Love and Documents
Lawrence Jacobs helps same-sex couples plan their estates
Published in 2012 Maryland Super Lawyers magazine
on December 14, 2011
Updated on October 2, 2019
Ten years ago, a woman from suburban Maryland visited attorney Lawrence Jacobs in his office in Rockville.
“She worked at Walmart, was in her mid- to late 40s, not highly educated or sophisticated,” Jacobs remembers. “She had lived with a woman for a number of years who had a very high-level, high-paying federal government job. Her partner had been sick off and on and died very suddenly. [My client] had no assets or significant income of her own. She was pretty much totally dependent on the partner, and the partner owned the house alone.”
Absent a will, it only took two weeks for the deceased partner’s parents to kick her out of the house. “But for the fact that she had elderly parents in the area,” Jacobs says, “she would have been homeless.”
How can such incidents be prevented? “Documents,” Jacobs says. “A lot of the people that come to me have been together for very long periods of time and they don’t have any documents. They know they need them, and my job is to get them done.

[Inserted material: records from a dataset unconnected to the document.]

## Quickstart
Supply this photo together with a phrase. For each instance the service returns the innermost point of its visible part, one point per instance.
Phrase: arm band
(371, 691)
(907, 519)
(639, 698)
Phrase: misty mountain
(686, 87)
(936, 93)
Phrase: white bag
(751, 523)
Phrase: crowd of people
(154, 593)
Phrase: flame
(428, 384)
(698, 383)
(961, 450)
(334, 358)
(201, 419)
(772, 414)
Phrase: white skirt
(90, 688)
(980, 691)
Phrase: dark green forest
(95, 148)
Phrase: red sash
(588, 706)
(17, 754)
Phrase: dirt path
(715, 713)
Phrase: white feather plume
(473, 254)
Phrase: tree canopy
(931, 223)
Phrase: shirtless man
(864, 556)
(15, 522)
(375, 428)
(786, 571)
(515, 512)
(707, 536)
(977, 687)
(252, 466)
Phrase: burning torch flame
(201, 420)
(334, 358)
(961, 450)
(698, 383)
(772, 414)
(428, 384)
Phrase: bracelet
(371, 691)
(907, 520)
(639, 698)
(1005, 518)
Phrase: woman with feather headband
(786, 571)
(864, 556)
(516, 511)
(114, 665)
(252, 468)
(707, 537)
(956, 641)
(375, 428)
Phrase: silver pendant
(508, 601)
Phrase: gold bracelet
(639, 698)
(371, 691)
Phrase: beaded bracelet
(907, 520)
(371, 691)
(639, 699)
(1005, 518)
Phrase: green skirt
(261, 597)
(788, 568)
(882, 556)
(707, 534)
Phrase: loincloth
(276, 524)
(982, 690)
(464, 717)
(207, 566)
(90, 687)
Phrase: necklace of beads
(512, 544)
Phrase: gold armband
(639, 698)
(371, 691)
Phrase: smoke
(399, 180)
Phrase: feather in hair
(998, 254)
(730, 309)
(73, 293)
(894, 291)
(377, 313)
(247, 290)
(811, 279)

Because the consequences are just unimaginable.”
Jacobs, now of McMillan Metro, has been a business lawyer for more than 30 years—negotiating contracts, employment-related issues, business-to-business matters—but he’s also earned a reputation providing estate-planning guidance to a group of people with few legal protections in the area: same-sex couples.
“It started probably 15 years ago,” he says. “I had represented a number of gay-owned businesses. And a few of those business owners would come to me and say, ‘Larry, we want you to do our estate planning. We trust you as a lawyer and like you, and you understand our issues.’”
This niche practice grew slowly. “I wasn’t doing much to market it,” he says. “But the more I thought about it, and being in a [same-sex] relationship myself, I started to hear the horror stories: about how something had happened to one partner and the other partner wound up on the street. Those things happen. Even in this day and age, that happens.”
Back then, there were few legal protections for same-sex couples. “The first glimmer of [estate planning protection] was the D.C. domestic partnership law, which, of course, Congress blocked from going into effect for 10 years,” Jacobs says. “There are still no protections on the federal level. Maryland has taken baby steps in protecting same-sex partners, at least in health care decisions, but not in a probate arena at all.”
Recent gay marriage laws are a step in the right direction, he says, and many gay couples now seek the same legal documents as straight couples. “So I’m doing lots of prenups, sometimes postnups. But I’m still doing all the other estate planning stuff. … The fact that you’re married doesn’t solve all the problems by any means.”
He speaks from experience. Two years ago, he married his longtime partner, Steven, in Connecticut. “We had a big blowout reception here at our house, which was covered by The Washington Post,” Jacobs says. “He and I appear to be serial renovators. We just sold our second house and bought our third, which we have plans to renovate.” And who did their estate planning? Jacobs did it himself. “My husband waived any conflict of interest,” he says.